J’ai vraiment apprécié l’article précédent de M. Ellis sur l’Afrique, mais je dois dire que je l’ai préféré dans sa version originale dans les pages de « Witchcraft and Magic of Africa » par Frederick Kaigh (Richard Lesley and Co, Londres, 1947) et « Witness to Witchcraft » par Harry B. Wright (Corgi Books, 1958). J’ai l’impression que M. Ellis a recopié des passages entiers de ces livres, surtout du premier, pratiquement mot à mot sans citer d’auteur.

Il faut aussi parler des fans de M. Ellis : le Colonel Cleaver Archer-Deene, M. Jack Randall, M. Trevor K. Rawstone et M. Malcolm K. Raymond, qui ont tous écrit tout le bien qu’ils pensaient de M. Ellis dans des lettres publiées dans Fate. Mais, hélas après avoir vérifié aux adresses citées dans ces courriers (tous les détails ont été envoyés à l’Editeur) il s’avère qu’ils n’existent pas. M. Ellis semble avoir de bons contacts avec le monde des esprits. Tous ses fans sont des fantômes. 

Même si on nous dit que « Tudor Keryx » est un personnage central pour les sorcières, M. Ellis nous assure qu’il y a des sorcières blanches et noires avec des covens qui ont mis en place un système basé sur l’argent… mais Tudor Keryx n’en connaît pas une seule ! Nous remercions infiniment M. Ellis pour son témoignage, absolument pas sollicité, car il a été affirmé par d’autres membres de la faction anti-sorcière que notre sorcellerie est un racket destiné à soutirer de l’argent.   

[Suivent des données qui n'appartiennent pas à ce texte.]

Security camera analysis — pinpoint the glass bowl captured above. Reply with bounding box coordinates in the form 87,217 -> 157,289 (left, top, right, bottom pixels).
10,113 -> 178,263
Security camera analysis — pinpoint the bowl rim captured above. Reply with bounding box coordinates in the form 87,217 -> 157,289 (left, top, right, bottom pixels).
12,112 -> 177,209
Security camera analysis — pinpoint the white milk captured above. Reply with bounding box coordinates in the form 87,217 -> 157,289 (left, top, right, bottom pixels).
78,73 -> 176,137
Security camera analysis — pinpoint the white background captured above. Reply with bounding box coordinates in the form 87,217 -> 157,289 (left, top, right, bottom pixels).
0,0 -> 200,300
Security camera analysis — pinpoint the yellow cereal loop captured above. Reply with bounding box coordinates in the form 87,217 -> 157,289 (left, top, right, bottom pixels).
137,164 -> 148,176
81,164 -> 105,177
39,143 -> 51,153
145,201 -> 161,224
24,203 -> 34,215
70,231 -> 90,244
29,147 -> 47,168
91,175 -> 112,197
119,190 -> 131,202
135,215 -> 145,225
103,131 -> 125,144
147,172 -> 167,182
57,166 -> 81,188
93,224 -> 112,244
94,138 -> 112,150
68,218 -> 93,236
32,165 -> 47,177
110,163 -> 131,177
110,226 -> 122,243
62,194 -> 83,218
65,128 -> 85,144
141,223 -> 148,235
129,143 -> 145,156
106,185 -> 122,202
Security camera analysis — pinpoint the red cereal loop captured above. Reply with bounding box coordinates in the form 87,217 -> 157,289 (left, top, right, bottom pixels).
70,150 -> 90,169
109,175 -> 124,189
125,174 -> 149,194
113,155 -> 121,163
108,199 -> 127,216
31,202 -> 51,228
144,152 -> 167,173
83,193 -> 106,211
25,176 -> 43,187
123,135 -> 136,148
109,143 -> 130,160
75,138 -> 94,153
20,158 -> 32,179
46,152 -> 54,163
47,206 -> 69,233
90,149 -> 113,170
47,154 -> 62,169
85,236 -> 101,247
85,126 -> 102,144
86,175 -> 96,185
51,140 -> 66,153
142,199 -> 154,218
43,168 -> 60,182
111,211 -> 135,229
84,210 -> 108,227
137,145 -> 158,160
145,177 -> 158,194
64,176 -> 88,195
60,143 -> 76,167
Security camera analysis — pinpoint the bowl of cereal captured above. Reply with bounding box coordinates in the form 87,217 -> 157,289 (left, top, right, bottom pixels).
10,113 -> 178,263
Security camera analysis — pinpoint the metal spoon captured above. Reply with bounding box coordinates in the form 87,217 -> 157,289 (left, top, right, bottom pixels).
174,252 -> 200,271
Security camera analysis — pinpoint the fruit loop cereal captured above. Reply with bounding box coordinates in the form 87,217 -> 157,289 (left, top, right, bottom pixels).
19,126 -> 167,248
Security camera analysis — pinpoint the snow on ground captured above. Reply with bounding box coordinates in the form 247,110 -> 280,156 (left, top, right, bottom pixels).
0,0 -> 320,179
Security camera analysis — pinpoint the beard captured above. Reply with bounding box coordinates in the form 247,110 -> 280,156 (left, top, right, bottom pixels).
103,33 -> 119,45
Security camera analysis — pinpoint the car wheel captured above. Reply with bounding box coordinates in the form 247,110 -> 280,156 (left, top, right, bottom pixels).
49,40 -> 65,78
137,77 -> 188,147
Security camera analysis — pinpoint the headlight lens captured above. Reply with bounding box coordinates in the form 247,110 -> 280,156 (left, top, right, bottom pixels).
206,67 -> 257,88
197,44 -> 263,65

Je peux révéler néanmoins (comme disent les meilleurs auteurs) que la découverte de « véritables sorcières » par M. Ellis est singulièrement récente car le 17 février 1965 le « Mid-Sussex Times » a publié une de ses lettres où il affirmait « Il n’y a aujourd’hui en Grande Bretagne aucune personne pratiquant véritablement la sorcellerie parmi tous ceux qui affirment le faire… aucune sorcière véritable n’existe dans notre pays. »

En ce qui concerne l’histoire étonnante sur « la Fraternité de la Chèvre », ce nom est apparu pour la première fois dans le « Tit-Bits » du 7 mars 1964. J’ai cet article dans ma collection de coupures de presse et Bill Eyton Jones son auteur précise bien qu’il parle de gesticulations stupides et désagréables de pratiquants de la magie noire. Il n’y absolument aucune mention de sorcellerie dans cet article.   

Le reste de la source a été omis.